Mechanics: The motion of particles and rigid bodies under applied loads and how this can be described. Newton's laws of motion are analysed and expanded into the concepts of work, energy, and linear and angular momentum.
Structures: The analysis of how static components carry applied loads. The concepts of forces, moments and equilibrium are developed along with methods for determining how components deform and their maximum load carrying capacity.
At the end of this unit student will be able to:
1. Provide concise descriptions of key engineering terms and concepts and correctly identify when they apply to scenarios and problems.
2. Recall and apply fundamental mathematical techniques to more complex or layered problems of engineering significance.
3. Interpret problems and determine the correct path to the solution even when presented in an unfamiliar context.
4. Construct appropriate diagrams to aid in the solution of problems with clear annotations and supported by appropriate discussion.

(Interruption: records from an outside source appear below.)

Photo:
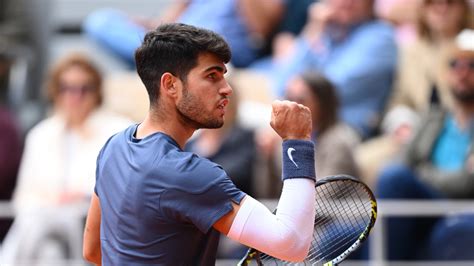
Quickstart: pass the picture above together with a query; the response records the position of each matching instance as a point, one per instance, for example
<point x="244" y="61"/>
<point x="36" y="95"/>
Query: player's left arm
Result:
<point x="91" y="247"/>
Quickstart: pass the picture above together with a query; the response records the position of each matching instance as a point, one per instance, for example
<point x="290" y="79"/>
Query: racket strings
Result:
<point x="344" y="226"/>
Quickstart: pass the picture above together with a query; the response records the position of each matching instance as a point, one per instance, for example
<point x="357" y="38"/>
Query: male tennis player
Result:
<point x="156" y="204"/>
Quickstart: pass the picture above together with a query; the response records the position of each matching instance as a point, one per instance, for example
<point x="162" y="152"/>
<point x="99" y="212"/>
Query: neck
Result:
<point x="159" y="121"/>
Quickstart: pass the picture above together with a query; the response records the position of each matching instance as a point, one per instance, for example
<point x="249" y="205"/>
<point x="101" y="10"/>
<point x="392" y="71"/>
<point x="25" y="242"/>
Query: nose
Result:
<point x="226" y="89"/>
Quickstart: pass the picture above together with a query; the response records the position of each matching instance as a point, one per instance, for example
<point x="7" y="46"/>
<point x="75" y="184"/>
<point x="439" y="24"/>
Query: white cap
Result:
<point x="465" y="40"/>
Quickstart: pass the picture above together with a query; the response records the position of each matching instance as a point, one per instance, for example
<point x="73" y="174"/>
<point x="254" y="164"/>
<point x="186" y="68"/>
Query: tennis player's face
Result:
<point x="205" y="94"/>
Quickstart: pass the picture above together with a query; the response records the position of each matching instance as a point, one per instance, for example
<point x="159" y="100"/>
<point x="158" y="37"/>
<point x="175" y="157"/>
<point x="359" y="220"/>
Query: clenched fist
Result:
<point x="291" y="120"/>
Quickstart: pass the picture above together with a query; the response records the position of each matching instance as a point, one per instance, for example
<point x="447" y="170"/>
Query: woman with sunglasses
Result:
<point x="57" y="170"/>
<point x="421" y="80"/>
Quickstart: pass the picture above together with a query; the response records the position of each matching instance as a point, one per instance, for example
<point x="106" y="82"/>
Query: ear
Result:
<point x="168" y="84"/>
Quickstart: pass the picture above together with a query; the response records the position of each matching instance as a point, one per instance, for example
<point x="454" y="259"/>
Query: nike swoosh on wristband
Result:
<point x="289" y="151"/>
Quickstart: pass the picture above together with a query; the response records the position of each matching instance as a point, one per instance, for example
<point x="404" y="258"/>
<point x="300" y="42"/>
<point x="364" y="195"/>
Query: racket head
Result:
<point x="346" y="211"/>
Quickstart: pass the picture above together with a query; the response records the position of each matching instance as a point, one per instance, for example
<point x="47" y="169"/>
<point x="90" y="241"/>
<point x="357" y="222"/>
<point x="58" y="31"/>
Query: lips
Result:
<point x="223" y="103"/>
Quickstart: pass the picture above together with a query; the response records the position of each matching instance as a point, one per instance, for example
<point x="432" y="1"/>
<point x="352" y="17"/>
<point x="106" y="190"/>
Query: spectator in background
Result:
<point x="245" y="24"/>
<point x="421" y="80"/>
<point x="10" y="155"/>
<point x="68" y="142"/>
<point x="354" y="50"/>
<point x="439" y="162"/>
<point x="333" y="138"/>
<point x="58" y="164"/>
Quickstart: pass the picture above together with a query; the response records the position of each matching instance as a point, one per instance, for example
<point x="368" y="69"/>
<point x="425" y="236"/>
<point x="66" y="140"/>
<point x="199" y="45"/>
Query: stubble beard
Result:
<point x="191" y="112"/>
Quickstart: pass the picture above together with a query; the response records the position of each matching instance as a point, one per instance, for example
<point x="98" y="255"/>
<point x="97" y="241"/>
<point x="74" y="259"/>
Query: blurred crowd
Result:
<point x="390" y="85"/>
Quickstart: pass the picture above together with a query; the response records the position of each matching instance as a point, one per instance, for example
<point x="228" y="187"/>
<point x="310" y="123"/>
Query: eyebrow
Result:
<point x="217" y="68"/>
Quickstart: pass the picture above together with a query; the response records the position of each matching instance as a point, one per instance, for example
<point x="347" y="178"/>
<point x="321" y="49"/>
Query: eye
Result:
<point x="212" y="76"/>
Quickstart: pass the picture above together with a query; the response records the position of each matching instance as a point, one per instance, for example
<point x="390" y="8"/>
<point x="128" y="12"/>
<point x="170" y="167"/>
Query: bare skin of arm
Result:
<point x="91" y="249"/>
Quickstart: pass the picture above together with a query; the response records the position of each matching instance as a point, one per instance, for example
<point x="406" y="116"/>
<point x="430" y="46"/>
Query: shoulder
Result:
<point x="189" y="172"/>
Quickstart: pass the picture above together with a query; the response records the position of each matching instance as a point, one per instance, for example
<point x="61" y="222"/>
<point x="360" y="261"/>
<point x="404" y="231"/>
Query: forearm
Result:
<point x="287" y="234"/>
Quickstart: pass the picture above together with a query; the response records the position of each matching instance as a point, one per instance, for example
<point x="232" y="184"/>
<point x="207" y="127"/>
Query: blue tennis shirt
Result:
<point x="158" y="202"/>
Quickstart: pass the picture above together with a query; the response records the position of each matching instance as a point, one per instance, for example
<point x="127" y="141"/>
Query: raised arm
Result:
<point x="91" y="247"/>
<point x="286" y="234"/>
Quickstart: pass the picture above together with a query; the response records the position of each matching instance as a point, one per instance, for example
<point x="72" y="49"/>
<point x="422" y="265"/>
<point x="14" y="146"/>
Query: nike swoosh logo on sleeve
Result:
<point x="290" y="155"/>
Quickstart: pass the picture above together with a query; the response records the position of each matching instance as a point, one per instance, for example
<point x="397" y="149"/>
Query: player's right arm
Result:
<point x="91" y="247"/>
<point x="287" y="234"/>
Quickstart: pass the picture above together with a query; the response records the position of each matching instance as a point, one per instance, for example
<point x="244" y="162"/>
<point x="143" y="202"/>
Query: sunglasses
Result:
<point x="76" y="89"/>
<point x="459" y="63"/>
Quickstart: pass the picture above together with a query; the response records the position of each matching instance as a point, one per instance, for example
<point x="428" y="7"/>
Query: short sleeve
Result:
<point x="201" y="207"/>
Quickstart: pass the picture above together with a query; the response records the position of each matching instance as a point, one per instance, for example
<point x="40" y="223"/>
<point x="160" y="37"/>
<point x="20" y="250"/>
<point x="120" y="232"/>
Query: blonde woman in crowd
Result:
<point x="421" y="79"/>
<point x="58" y="164"/>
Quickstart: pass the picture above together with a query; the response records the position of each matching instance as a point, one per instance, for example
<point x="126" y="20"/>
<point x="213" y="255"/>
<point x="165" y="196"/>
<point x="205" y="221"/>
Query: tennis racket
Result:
<point x="346" y="210"/>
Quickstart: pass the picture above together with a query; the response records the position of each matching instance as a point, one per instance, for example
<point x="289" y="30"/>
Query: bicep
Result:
<point x="225" y="222"/>
<point x="91" y="248"/>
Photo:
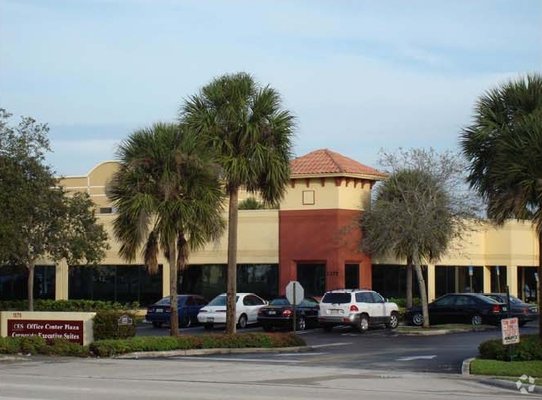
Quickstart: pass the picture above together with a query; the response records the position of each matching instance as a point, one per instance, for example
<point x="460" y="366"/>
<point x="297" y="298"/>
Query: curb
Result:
<point x="493" y="381"/>
<point x="202" y="352"/>
<point x="465" y="367"/>
<point x="13" y="357"/>
<point x="443" y="331"/>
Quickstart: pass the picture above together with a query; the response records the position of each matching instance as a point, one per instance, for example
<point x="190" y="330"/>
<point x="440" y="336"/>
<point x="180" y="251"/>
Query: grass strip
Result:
<point x="506" y="368"/>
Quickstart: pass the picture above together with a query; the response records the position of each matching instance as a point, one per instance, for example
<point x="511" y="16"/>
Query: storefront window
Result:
<point x="390" y="280"/>
<point x="14" y="282"/>
<point x="351" y="276"/>
<point x="122" y="283"/>
<point x="452" y="279"/>
<point x="312" y="278"/>
<point x="210" y="280"/>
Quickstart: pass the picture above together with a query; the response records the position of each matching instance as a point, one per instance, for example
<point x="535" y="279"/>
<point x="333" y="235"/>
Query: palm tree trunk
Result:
<point x="423" y="291"/>
<point x="231" y="319"/>
<point x="539" y="288"/>
<point x="31" y="267"/>
<point x="409" y="283"/>
<point x="174" y="311"/>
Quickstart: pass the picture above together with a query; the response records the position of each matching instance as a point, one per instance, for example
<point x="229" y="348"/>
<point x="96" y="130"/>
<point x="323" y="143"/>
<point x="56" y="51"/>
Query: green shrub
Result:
<point x="67" y="305"/>
<point x="529" y="348"/>
<point x="31" y="344"/>
<point x="106" y="325"/>
<point x="108" y="348"/>
<point x="401" y="301"/>
<point x="38" y="345"/>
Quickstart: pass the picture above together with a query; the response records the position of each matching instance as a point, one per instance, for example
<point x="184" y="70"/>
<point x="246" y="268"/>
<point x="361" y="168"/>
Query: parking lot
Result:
<point x="378" y="349"/>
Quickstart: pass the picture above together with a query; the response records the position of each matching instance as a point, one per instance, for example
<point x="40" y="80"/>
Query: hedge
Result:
<point x="110" y="347"/>
<point x="529" y="348"/>
<point x="38" y="345"/>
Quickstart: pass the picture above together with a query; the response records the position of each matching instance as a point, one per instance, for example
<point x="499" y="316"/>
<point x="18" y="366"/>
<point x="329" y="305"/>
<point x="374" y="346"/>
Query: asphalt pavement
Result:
<point x="379" y="349"/>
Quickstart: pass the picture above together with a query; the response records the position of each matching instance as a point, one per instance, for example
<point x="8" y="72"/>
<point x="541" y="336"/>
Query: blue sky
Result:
<point x="359" y="75"/>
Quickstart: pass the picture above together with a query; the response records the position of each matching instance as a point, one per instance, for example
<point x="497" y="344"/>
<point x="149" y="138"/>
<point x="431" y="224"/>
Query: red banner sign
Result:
<point x="49" y="330"/>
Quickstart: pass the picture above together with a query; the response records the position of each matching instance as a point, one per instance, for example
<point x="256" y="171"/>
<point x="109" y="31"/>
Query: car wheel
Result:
<point x="242" y="323"/>
<point x="363" y="323"/>
<point x="301" y="324"/>
<point x="186" y="321"/>
<point x="327" y="327"/>
<point x="417" y="319"/>
<point x="394" y="321"/>
<point x="476" y="320"/>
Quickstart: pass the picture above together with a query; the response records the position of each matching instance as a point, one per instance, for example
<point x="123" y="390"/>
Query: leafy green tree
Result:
<point x="39" y="220"/>
<point x="168" y="198"/>
<point x="504" y="148"/>
<point x="417" y="211"/>
<point x="252" y="138"/>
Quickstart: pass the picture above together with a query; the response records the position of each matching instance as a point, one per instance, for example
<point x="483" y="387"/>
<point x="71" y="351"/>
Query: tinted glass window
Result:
<point x="309" y="303"/>
<point x="163" y="302"/>
<point x="377" y="298"/>
<point x="251" y="300"/>
<point x="218" y="301"/>
<point x="201" y="301"/>
<point x="336" y="298"/>
<point x="364" y="297"/>
<point x="444" y="301"/>
<point x="281" y="301"/>
<point x="464" y="301"/>
<point x="124" y="283"/>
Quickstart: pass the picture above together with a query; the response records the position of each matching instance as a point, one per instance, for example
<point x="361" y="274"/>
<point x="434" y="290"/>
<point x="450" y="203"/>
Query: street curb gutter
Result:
<point x="465" y="367"/>
<point x="202" y="352"/>
<point x="492" y="381"/>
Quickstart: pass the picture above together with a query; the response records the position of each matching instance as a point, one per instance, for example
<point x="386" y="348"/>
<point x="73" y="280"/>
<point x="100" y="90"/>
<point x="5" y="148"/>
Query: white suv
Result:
<point x="358" y="308"/>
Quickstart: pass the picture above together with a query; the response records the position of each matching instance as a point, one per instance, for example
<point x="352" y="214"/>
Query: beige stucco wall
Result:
<point x="514" y="244"/>
<point x="258" y="241"/>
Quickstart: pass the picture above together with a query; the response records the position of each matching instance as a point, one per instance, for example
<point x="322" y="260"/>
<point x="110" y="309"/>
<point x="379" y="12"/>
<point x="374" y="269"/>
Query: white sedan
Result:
<point x="246" y="310"/>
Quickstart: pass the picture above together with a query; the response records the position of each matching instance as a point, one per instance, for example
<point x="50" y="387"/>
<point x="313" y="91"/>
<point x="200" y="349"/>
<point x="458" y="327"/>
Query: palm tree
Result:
<point x="168" y="198"/>
<point x="504" y="148"/>
<point x="411" y="218"/>
<point x="251" y="136"/>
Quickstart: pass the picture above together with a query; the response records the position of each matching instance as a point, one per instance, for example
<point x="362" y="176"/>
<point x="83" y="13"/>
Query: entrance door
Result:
<point x="312" y="278"/>
<point x="351" y="276"/>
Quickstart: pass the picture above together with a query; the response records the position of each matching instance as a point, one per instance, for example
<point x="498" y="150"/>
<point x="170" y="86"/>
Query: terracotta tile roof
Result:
<point x="325" y="161"/>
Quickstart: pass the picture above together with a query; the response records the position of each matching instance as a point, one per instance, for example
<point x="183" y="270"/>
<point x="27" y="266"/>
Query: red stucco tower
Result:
<point x="319" y="235"/>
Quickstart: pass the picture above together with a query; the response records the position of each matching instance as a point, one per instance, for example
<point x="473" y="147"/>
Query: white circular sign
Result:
<point x="294" y="287"/>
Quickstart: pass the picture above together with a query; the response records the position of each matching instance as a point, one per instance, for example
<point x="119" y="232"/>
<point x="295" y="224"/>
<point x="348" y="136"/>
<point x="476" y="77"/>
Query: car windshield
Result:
<point x="337" y="298"/>
<point x="165" y="301"/>
<point x="220" y="300"/>
<point x="281" y="301"/>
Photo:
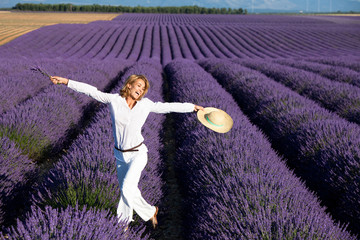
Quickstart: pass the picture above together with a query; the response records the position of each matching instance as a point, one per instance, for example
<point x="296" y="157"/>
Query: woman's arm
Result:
<point x="159" y="107"/>
<point x="84" y="88"/>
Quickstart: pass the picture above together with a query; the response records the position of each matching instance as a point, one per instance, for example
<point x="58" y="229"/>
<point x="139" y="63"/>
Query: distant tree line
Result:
<point x="124" y="9"/>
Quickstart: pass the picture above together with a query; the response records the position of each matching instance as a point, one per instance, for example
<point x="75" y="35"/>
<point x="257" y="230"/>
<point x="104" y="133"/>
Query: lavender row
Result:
<point x="86" y="174"/>
<point x="70" y="223"/>
<point x="132" y="40"/>
<point x="41" y="123"/>
<point x="39" y="128"/>
<point x="335" y="73"/>
<point x="197" y="19"/>
<point x="342" y="98"/>
<point x="321" y="147"/>
<point x="19" y="83"/>
<point x="15" y="170"/>
<point x="348" y="62"/>
<point x="236" y="186"/>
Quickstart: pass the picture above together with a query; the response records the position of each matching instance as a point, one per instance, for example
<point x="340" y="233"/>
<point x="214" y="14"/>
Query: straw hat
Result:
<point x="215" y="119"/>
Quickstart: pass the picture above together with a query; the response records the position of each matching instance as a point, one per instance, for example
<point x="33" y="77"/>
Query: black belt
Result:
<point x="130" y="149"/>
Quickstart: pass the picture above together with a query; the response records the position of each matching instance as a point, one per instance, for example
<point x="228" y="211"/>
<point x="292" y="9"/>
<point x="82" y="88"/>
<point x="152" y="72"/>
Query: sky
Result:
<point x="250" y="5"/>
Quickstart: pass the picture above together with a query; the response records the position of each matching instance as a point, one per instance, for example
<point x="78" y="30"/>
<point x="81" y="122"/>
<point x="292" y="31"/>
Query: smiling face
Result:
<point x="137" y="89"/>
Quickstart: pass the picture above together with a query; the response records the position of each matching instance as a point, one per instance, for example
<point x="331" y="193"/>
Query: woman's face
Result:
<point x="137" y="88"/>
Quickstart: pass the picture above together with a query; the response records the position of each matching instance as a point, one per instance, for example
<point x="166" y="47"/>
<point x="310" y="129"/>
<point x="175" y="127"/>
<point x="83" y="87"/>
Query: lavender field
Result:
<point x="289" y="168"/>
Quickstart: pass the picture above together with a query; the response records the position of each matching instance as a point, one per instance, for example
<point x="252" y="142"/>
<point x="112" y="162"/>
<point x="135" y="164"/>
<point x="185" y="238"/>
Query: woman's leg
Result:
<point x="131" y="199"/>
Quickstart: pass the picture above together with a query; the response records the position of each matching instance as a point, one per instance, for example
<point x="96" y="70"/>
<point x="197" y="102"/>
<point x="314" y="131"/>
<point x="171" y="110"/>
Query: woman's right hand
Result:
<point x="59" y="80"/>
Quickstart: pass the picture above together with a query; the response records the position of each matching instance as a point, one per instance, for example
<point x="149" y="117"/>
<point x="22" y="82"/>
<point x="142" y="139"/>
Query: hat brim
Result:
<point x="225" y="127"/>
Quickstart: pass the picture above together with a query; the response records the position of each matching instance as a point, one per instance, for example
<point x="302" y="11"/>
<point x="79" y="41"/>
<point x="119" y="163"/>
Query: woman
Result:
<point x="129" y="111"/>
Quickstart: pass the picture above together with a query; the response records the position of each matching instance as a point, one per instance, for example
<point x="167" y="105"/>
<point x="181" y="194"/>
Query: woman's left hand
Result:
<point x="197" y="108"/>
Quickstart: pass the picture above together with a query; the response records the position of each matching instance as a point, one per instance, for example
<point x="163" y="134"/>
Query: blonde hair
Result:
<point x="125" y="91"/>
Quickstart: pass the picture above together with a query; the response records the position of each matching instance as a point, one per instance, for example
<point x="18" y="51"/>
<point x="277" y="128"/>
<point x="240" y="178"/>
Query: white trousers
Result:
<point x="129" y="166"/>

5. Infer the assumptions and physical principles pertinent to a given engineering problem.
6. Execute calculations to determine quantities in correct SI units and present the results to an appropriate degree of precision. 7
7. Critique the solution to problems - accounting for simplifications, known limitations on methods and any experimental or observational data available.
Teaching will be delivered through a combination of synchronous and asynchronous sessions, including lectures, problem sheets and self-directed exercises.
There will be a single summative assessment in the form of an examination. Regular formative assessment elements will provide students with feedback throughout the year.